“And here may I speak of what may be written about you? Never be either elated by good notices or dejected by bad ones. If you have failed in a part you will be quite aware of the fact, and to be told so in print, although a little humiliating, is something which the greatest actors have had to put up with, so why worry? If you have been savagely attacked take it philosophically. To be praised of course is very pleasant, but only get really excited about it if the writer of a good notice is someone on whose opinion you set great score. A certain section of these gentlemen endeavour in their notices to be thought extremely clever themselves (Kenneth Tynan perhaps?) and, this being so, only the minority are to be taken as profound and unbiased experts.”
Admittedly Seymour Hicks here is discussing performance, and as a stage performer I have always been fortunate enough to have been treated kindly by the critics but, as a playwright, that is an entirely different matter. I have had two plays put on in London and twice the critics with hardly an exception have given the play a thorough mauling so I think I know how an actor would feel getting the same treatment. I am writing this after my previous remarks about the actress playing Mrs Barrie in the movie “Finding Neverland”. Stage performances are ephemeral: if you’re bad in a play it can be for the most part forgotten, certainly never resurrected; film unfortunately is not and if you have been pretty rotten it is there for keeps. I was never much good at acting for film until very very late in life when I was cast as a murdering paedophile in a BBC docu-drama “The Lost Boys”. Fortunately all the parts I had in film and television up to that point were small so did not attract the attention of any critic, clever or otherwise.

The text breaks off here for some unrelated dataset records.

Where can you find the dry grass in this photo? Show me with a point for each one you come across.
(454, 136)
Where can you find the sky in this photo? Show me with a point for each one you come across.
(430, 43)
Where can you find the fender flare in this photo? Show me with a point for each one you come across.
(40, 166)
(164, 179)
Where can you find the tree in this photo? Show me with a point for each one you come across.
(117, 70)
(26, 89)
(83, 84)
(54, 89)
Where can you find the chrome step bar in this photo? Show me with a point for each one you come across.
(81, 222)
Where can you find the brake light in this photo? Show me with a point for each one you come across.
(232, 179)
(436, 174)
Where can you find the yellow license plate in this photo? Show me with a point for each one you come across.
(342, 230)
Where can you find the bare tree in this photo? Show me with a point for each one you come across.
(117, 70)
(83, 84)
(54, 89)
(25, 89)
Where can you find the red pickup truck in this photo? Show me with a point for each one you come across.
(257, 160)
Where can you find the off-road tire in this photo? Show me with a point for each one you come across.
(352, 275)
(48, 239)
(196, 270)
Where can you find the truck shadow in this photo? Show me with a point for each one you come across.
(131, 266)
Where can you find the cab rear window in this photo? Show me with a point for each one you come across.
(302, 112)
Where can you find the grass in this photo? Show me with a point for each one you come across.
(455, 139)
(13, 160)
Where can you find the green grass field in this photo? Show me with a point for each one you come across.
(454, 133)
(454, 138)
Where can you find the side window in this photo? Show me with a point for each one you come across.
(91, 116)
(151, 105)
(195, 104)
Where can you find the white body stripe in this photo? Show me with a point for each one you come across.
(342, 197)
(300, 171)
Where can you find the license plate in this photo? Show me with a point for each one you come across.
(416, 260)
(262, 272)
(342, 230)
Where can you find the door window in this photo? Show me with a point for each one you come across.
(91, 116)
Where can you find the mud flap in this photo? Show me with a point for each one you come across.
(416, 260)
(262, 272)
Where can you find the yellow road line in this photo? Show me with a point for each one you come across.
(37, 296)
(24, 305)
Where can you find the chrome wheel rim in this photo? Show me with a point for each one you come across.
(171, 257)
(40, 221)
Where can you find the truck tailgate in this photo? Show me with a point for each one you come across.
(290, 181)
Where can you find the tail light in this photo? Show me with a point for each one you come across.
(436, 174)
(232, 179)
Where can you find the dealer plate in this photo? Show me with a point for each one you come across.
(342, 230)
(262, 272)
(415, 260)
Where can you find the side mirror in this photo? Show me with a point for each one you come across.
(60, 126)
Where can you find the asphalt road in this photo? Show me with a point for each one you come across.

Things got so bad with the critics that at one point The Royal Court in London threatened to ban them from the theatre. This set up howls of outrage and cries of depriving journalists of their livelihood. What do critics think they do in turn when the boot is on their foot? Those who have read my autobiography “No Official Umbrella” will know a whole chapter is devoted to my play “The 88” which was produced at The Old Vic thirty years ago. It took fourteen years after completion for it to be produced and it came off in fourteen nights thanks to the critics. And was it the play that was at fault? Was it really as bad as they made it out to be? Judging by audience reaction I would say not, but it was most certainly the subject t matter they took objection to – this was not fair on the play itself and, as Douglas sometimes reminds me, even after thirty years it still hurts.